The dream of the “ASEAN”, with all parts produced and assembled in the region, was first floated in the 1980s and resurfaced last month when Malaysian Prime Minister, Najib Razak announced plans to launch a feasibility study in conjunction with Indonesia. The idea is appealing: ASEAN is the world’s 5th largest car market. But this campaign is also a positive signal for foreign investors in the automotive industry. Though McKinsey’s report emphasises restrictions to foreign investment and ownership as a trade barrier to the region, particular effort is being made to improve access to the industry.
Thailand already has a strong record on integration in the global economy, ranked a respectable 36th on the MGI Connectedness Index and a strong 12th in the Goods category, which quantifies participation according to flow intensity and share of world total. Indeed, Thailand is exempt from many of the vulnerabilities which McKinsey highlights across the ASEAN region.
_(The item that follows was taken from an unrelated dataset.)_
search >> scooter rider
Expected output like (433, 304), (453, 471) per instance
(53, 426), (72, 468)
While Thailand has moderate restrictions placed on the levels of foreign ownership of equity in new investment projects, for instance, it has some of the highest levels of access to manufacturing.
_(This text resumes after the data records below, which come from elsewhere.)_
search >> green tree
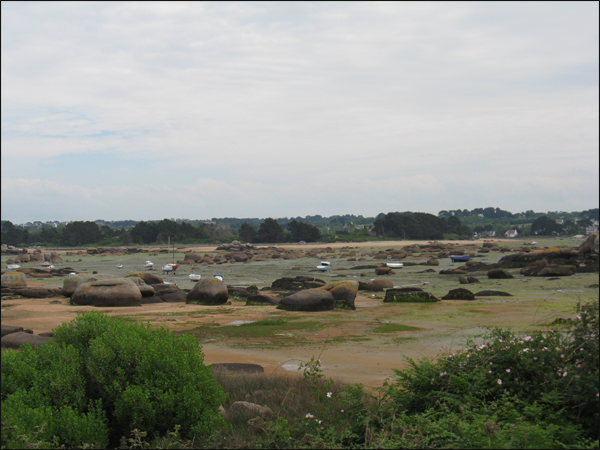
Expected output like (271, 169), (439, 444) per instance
(531, 216), (563, 235)
(239, 222), (256, 242)
(256, 217), (284, 243)
(61, 221), (102, 247)
(288, 219), (322, 242)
Rising manufacturing costs in China means the sector has been growing in cheaper ASEAN countries, however, labour productivity in the region is still frequently criticised for being drastically lower than in China. On average labour productivity in Vietnam’s manufacturing sector is only about seven percent of that in China. Clearly, this must be addressed if ASEAN is to take advantage of this shift and capture a greater share of global manufacturing. Here, Thailand is proving itself ahead of other ASEAN member nations. Though fairly low, its labour productivity is at 37 percent of China, and has strong labour force participation – both are significantly higher than other countries in the region.
Another key area of improvement for ASEAN is their deployment of disruptive technologies which are poised to create substantial economic growth: mobile internet, big data, the automation of knowledge work, cloud technology and the internet of things. McKinsey calculates these five disruptive technologies have the potential to unleash some $220 billion and to $625 billion in annual economic impact by 2030.
These advances will help companies move quickly to digitise their operations and establish competitive positions. And Thailand is forging ahead in the internet of things, which involves digital tracking to check efficiency, supply chains and avoid excess inventory. Its water authority, for instance, has already implemented a system to consolidate data across all of its regional water systems to track supply, losses, customer use, and water levels during flooding.
Compared to Singapore, Thailand still has a relatively low base in terms of digital infrastructure but this is rapidly changing and improvements will have a significant impact on education, financial services and manufacturing. In Thailand and Malaysia, where labour costs are higher, this will contribute to the more sophisticated manufacturing capabilities needed to offset these costs.
Thailand will have to improve its value-adding operation in the sector if it is to magnify the recent upswing in trade figures and, in the long term, this will be dependent on the AEC’s success in implementing economic integration. Nevertheless, Thailand remains well positioned to benefit from the growth in an increasingly unified market.